実は私、東京大学基金に寄付をしています。

ひとくちに寄付といっても、いろいろな種類があります。たとえば、

など、目的を定めたものがさまざま用意されています。

そんな中で私が寄付をしているのは、UTokyo NEXT 150 という基金です。

これは特定の目的に紐づいた基金ではなく、大学側が自由に使えるお金になります。意外に思われるかもしれませんが、国立大学では使い道が自由になるお金というのは、ほとんどないのだそうです。たとえば研究の途中で思いがけない発見があり、ぜひそれを追いかけたい、というときに、それに充てるお金がない、ということが起きるのだそうです。それはもったいない話だな、と思いました。

もうひとつ、この基金には特徴があります。「エンダウメント型」と呼ばれるものです。

これは、集めた寄付金をそのまま使ってしまうのではなく、運用にまわして、その運用益を使っていく、という考え方です。元手は減らさず、果実だけをいただく。こうすることで、長期的に大学の自主財源として育っていく、という設計になっています。

このような基金をつくりたい、というのは、藤井総長の肝煎りで実現したものだそうです。


来年、2027年に、東京大学は創立150周年を迎えます。「UTokyo NEXT 150」という名前も、次の150年へ、という想いが込められているわけです。

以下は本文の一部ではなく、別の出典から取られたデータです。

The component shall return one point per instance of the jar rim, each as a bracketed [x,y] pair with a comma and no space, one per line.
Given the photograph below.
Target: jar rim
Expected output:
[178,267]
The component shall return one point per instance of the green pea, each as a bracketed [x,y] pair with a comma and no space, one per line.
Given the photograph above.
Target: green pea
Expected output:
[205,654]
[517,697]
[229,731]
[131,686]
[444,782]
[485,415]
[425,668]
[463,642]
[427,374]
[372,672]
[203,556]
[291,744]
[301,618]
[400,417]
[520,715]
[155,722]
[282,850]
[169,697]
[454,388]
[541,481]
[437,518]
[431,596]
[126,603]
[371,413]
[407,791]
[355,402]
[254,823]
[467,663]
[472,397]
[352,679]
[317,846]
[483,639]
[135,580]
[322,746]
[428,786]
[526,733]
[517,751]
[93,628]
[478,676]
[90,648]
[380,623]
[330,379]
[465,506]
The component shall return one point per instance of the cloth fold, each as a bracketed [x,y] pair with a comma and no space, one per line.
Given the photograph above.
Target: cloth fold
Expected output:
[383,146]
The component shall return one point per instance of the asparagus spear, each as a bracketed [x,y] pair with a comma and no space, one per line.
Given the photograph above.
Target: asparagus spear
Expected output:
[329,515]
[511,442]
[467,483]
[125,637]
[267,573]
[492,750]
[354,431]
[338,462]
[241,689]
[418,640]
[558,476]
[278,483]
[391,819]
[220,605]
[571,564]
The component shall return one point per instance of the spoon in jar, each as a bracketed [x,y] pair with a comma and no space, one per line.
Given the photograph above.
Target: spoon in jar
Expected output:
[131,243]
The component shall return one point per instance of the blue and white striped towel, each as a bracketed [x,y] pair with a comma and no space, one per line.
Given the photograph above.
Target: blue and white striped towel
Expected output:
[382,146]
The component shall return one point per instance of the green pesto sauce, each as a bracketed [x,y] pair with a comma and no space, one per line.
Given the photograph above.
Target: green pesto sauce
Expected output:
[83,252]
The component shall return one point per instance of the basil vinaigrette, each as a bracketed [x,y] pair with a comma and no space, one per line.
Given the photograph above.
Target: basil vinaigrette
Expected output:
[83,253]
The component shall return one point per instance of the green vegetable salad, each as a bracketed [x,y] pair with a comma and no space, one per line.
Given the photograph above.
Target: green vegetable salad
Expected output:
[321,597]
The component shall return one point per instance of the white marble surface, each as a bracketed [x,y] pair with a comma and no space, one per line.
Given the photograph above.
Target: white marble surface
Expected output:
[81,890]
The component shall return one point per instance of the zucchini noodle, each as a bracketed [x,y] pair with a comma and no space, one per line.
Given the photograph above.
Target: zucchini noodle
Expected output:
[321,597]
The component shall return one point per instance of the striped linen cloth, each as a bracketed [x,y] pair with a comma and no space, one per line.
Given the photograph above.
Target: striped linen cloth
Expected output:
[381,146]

私自身、東大の大学院で学ばせてもらった身です。あのころ取り組んでいた研究が、世の中の何の役に立つのか、正直、自分でもよくわからないものでした。基礎研究というのは、たいていそういうものです。すぐにお金になるわけでも、すぐに誰かを幸せにするわけでもない。

けれど、いつか、どこかで、誰かの暮らしをそっと良くしている。そういう種を、気の長い話として蒔いておく場所が、大学なのだと思います。

その種に、ほんの少しだけ水をやるつもりで、私は寄付を続けています。